Los salarios son bajos y dependen de cuánto logran cortar. “Si no rindes, ganas menos”, les repiten. No hay seguridad social ni contratos formales. Cuando se enferman, deben pagar consultas particulares. Si están embarazadas, trabajan hasta el último día y muchas veces dan a luz fuera de un hospital.
Infancias sin escuela, mujeres sin programas
La migración también atraviesa la vida de niñas y niños. Muchos viajan desde muy pequeños a los campos; otros dejan la escuela porque la familia no tiene cómo sostenerse si no trabajan todos. Cuando regresan a la comunidad, con ciclos escolares truncos y sin documentos, difícilmente se reinscriben.
Esta movilidad permanente también las deja fuera de los programas sociales. “Cuando vienen a registrar, yo estoy en Sinaloa, por eso no me toca nada”, confiesa una jornalera. Lo mismo le pasa a buena parte de la comunidad: se van casi todos y se quedan sólo los encargados de la comisaría o de la iglesia.
Desde el Centro de Derechos Humanos de la Montaña Tlachinollan, la defensora Javiera Feliciano Pacheco resume: las mujeres jornaleras viven discriminación por género, por pobreza, por ser indígenas y por ser migrantes. En el camino sufren asaltos, robos, agresiones; en los campos, explotación y sobrecarga de trabajo; en sus comunidades, falta de servicios y de alternativas reales de vida.

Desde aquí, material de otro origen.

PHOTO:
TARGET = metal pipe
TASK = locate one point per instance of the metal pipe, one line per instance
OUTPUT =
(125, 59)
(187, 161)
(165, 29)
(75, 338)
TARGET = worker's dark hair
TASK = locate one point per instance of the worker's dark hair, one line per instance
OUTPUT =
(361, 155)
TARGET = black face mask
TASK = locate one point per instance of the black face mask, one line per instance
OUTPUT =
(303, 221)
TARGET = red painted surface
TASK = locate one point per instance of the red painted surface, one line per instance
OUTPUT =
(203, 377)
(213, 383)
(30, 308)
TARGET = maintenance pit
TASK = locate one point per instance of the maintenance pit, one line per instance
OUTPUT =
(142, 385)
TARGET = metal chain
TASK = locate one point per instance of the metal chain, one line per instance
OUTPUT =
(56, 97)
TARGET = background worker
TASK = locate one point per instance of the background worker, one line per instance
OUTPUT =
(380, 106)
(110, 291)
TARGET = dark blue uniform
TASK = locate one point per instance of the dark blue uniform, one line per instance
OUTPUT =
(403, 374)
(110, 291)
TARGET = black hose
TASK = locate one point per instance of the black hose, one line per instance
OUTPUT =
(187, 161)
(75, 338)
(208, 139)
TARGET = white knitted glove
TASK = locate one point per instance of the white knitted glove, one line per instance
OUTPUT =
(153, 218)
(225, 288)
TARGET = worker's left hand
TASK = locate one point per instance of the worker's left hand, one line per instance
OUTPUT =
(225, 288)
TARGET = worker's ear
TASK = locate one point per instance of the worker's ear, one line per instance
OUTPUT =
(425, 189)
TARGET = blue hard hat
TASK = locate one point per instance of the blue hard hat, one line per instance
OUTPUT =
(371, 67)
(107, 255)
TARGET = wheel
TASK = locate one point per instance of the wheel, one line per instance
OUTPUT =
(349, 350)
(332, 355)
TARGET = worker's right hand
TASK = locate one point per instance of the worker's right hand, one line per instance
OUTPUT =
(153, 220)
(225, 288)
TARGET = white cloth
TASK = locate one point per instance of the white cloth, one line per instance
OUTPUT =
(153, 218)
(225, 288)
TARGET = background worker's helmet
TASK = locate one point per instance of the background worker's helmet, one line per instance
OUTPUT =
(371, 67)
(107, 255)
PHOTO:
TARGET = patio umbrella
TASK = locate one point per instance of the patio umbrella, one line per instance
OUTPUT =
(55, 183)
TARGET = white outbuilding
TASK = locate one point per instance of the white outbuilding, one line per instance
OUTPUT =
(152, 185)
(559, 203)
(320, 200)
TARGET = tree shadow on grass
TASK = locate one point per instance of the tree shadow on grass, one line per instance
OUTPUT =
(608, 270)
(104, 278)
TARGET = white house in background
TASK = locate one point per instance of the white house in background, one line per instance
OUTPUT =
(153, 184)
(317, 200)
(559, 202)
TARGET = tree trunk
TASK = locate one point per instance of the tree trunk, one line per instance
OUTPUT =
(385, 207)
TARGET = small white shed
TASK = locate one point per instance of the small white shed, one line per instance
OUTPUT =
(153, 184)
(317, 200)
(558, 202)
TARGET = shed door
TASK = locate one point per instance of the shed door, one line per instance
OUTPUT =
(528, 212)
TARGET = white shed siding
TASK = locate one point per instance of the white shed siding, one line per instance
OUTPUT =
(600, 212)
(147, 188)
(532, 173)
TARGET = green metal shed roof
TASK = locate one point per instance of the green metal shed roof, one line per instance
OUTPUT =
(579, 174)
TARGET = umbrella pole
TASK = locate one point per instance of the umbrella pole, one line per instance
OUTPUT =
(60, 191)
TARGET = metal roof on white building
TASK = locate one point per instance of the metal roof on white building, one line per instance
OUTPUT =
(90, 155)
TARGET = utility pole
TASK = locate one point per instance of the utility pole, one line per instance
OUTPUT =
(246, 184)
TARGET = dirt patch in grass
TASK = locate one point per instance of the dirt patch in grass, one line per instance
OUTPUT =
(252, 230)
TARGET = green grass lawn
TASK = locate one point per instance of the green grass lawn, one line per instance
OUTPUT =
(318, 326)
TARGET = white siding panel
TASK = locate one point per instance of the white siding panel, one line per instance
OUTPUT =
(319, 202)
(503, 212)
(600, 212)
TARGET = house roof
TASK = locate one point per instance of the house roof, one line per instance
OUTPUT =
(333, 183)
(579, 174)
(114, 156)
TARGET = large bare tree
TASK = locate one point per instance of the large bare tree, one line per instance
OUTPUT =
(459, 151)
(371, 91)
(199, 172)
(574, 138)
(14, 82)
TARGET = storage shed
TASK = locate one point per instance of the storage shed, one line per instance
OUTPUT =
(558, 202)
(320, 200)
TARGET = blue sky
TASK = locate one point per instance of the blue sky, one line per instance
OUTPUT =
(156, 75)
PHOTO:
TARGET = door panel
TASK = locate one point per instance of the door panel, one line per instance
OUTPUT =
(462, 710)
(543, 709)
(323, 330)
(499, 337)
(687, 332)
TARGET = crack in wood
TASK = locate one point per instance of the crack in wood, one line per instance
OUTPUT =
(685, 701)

Coyotes, agroindustria y un porfiriato que no se va
En esta cadena de injusticias participan intermediarios —los coyotes— que reclutan, trasladan y controlan a las familias jornaleras. Su presencia en los territorios rurales pobres sigue siendo una realidad que alimenta la sobreexplotación de la fuerza de trabajo de las mujeres de la Montaña de Guerrero.
La pregunta que queda flotando es dura y urgente: ¿qué tiene que pasar para que estas realidades se transformen?, ¿Cuándo terminará ese “porfiriato que nunca se fue” para las mujeres que sostienen, con sus cuerpos y su trabajo, la gran industria de la agroexportación?
Mientras no haya políticas integrales que atiendan las causas de fondo —pobreza, racismo, machismo, falta de derechos laborales y de acceso a la tierra—, las mujeres jornaleras seguirán migrando cada año, entre la milpa de su comunidad y los surcos de los campos agrícolas, cargando sobre sus hombros la sobrevivencia de sus familias y la ganancia de otros.